Arguing or nitpicking about the facts of a story be it from the scriptures or elsewhere can detract from the important essence or meaning of the story.
I think of how I have battled with passages in the Bible and with certain “facts”, nasty biblical characters, including God, and horrific stories of plunder and murder.
I think that before we throw up our arms in frustration and disbelief, it is important to clarify our image of God – or if you prefer, determine what are the most important values by which we live our lives. Once we have done that we have a more reliable measure against which we can assess the value and the truth of a story or the problems we are facing.
God’s overarching attribute for me, is his unconditional love. Unconditional as in unreserved, unrestricted, absolute, regardless of who we are, what we believe or do or don’t do. A simple example is the love we have for our children.
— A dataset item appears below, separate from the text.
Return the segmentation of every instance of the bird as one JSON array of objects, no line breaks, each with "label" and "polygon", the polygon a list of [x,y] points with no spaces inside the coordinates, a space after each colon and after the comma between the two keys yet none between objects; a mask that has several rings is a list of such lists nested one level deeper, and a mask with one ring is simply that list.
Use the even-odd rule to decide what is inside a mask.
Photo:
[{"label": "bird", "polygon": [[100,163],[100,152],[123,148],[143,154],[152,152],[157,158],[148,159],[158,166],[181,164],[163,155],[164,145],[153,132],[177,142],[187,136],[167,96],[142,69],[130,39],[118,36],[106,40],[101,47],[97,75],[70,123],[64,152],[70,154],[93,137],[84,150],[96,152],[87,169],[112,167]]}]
If they make mistakes along the way and do bad things we continue to love them all the while encouraging the good in them.
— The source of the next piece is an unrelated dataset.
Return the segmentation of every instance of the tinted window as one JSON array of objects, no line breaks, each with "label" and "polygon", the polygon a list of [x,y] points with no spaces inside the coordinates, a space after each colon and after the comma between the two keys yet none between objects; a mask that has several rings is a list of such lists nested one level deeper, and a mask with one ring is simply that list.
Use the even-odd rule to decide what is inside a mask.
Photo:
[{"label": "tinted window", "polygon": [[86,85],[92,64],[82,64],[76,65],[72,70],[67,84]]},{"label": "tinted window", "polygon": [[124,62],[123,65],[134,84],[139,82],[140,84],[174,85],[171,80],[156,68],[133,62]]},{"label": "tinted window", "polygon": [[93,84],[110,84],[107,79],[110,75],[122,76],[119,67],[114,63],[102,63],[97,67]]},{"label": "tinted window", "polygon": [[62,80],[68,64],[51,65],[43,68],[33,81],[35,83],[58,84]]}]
This view of God made me question anything that seemed to be unloving or a conditional way of loving by God and/or those he interacted with. If there was a conflict I would ask God to clarify the matter for me so that it made more sense. Inevitably he did.
It might have been that it was not really God’s point of view but the people’s view point of how God would deal with their enemies which they interpreted as God’s enemies as well.
It might have been in a word misinterpreted, as with ‘God loved Jacob but hated Esau’. A better word for hate in this instance would be preferred – and preferred as in for the tasks ahead; tasks Jacob would better handle than Esau.
In the case of the gentile woman whom Jesus told she was not worthy to pick up the crumbs from under the table of the Jews. Undeterred she responded with a clever and humorous remark: “even the dogs are allowed to eat the crumbs under the table”. Here I choose to see Jesus bantering with her and sharing a joke knowing she could take it. It is inconceivable that Jesus would turn away a seeker, a person in need.
It might have been as J.S. Spong writes in his book “The Fourth Gospel: Tales of a Jewish Mystic”, that not everything should be taken literally but metaphorically. Easy examples are that Jesus didn’t look like a door but that he could open up our understanding about God – or that a word wasn’t a lamp though it could help us see the way ahead more clearly.
Spong writes about the limitation of words. Even the three years of Jesus’ ministry is not able to capture or contain truth in all its extent and complexities. Finite words can never explain something that is infinite and for the most part, mysterious. If a story that contains a truth is fictional does that make that truth, false or worthless? Would this rule apply to Jesus’ parables as well? The world is full of stories some true and some fictional. But they all have the potential to teach us more about life and God.
What I have experienced as insights and blessings from scripture and elsewhere are important in what they have told me about myself, about God, others and the world I live in. The essence of the story, of the parable, of the experience is the pearl of truth waiting to be discovered. It’s not all about the shell, the facts, but the treasure of truth it contains for us personally.
One case in point was my focus on the status of Mary, the mother of Jesus. I didn’t like the way the Catholic Church venerated her and I was stuck on this for many years. There was a blessing waiting for me to experience but I could not get to it because I was constantly arguing my point of view that Mary should not be put on a par with Jesus. This debate was not really with other people but with myself.
One day at a Catholic silent retreat I became aware of what it was that was preventing me from experiencing the hidden blessing of Mary. It wasn’t Mary’s veneration that was the problem, but my jealousy of her importance to Jesus. I felt threatened by her relationship with Jesus because I didn’t believe Jesus could ever love me as he loved his mother.
Thinking about my daughter and son whom I love very much was the key to unlocking the blessing of Mary for me. Suddenly, I could identify with the love relationship Jesus and his mother must have had. My jealousy was transformed into gratitude that they had each other to love and care for. Glad for the bond they shared. Grateful for the unique love-relationship that I have with my daughter and my son, and the many other and different love-relationships I have with my parents, siblings, husband and friends.
This understanding made me realize that I did not have to compete with Jesus’ love for his mother. I could rest assured that I am deeply and uniquely loved by that same depth of God’s love as evidence in Jesus’ life. My dilemma with Mary faded away. I can now look upon her relationship with Jesus with joy and thanksgiving.
The enduring truth is that I am uniquely loved by God … and so is every other person on the planet – vibrantly, uniquely and assuredly. Stories and experiences can be the vehicles to speak to us about truth. In the long run it is not the details, the variance of interpretation or dogmatically held beliefs that are of importance but the truth they contain that are of lasting benefit and blessing to us.
I hope we can engage in sharing the blessings of the deeper truths of a story rather than argue its facts as we see it.